DETAILED DESCRIPTION
[0019] Illustrative embodiments of the present disclosure will be
described in more detail below with reference to the accompanying
drawings. The illustrative embodiments of the present disclosure
are shown in the accompanying drawings. However, it should be
understood that the present disclosure can be implemented in
various forms without being limited to the embodiments set forth
herein. In contrast, these embodiments are provided to make the
present disclosure more thorough and complete, and fully convey the
scope of the present disclosure to those skilled in the art.
[0020] The term "including" and variants thereof used herein denote
open-ended inclusion, i.e., "including, but not limited to." Unless
otherwise specifically stated, the term "or" denotes "and/or." The
term "based on" denotes "at least partially based on." The terms
"an example embodiment" and "an embodiment" denote "at least one
example embodiment." The term "another embodiment" denotes "at
least one additional embodiment." The terms "first," "second," and
the like may refer to different or identical objects.
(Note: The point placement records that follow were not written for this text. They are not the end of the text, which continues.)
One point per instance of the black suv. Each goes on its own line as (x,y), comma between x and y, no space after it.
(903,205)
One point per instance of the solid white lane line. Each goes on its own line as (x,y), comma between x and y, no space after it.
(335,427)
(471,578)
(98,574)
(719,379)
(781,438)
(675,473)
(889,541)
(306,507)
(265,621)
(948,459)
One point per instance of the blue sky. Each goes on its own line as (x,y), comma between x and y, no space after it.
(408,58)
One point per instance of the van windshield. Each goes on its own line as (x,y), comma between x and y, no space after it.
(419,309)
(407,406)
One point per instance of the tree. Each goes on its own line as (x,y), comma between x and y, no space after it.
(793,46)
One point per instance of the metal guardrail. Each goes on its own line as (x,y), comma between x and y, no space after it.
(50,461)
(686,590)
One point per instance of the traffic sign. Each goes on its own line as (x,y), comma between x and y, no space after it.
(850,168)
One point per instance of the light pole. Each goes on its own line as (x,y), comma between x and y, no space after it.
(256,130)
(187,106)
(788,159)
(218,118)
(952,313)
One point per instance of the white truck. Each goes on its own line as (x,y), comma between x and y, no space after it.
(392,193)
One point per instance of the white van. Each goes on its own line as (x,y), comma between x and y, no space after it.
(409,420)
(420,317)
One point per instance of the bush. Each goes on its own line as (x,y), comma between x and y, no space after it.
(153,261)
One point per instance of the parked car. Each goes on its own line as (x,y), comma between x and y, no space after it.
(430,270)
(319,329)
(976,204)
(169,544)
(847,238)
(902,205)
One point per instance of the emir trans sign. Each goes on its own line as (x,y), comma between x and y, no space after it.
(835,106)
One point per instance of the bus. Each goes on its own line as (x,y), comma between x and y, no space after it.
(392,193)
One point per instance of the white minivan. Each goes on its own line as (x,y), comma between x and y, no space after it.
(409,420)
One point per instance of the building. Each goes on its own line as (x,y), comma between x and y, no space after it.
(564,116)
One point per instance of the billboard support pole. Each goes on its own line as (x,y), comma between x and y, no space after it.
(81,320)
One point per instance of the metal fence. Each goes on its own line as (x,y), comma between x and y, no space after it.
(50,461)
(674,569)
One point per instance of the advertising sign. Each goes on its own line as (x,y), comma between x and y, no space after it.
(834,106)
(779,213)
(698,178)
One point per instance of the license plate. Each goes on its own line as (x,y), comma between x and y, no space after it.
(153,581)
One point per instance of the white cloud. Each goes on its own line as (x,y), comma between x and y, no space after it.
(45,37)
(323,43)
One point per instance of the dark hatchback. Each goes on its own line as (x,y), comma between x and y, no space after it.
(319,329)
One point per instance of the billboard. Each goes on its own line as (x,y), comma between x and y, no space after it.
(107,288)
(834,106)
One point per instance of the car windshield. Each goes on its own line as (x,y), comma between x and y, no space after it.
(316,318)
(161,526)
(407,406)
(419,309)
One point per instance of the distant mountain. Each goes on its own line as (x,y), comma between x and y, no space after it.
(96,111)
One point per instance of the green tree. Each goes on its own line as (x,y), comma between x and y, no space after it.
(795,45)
Other
explicit and implicit definitions may be further included
below.
[0021] As mentioned above, for inference applications used in
various heterogeneous devices, in order to meet response time
requirements, a neural network may be compressed to various
compression ratios, thereby reducing the operation workload of the
neural network. However, a conventional compression mode of the
neural network is inefficient.
[0022] For example, devices on various platforms may be changed
dynamically. Conventionally, a compression mode of the neural
network needs to be customized for each different device.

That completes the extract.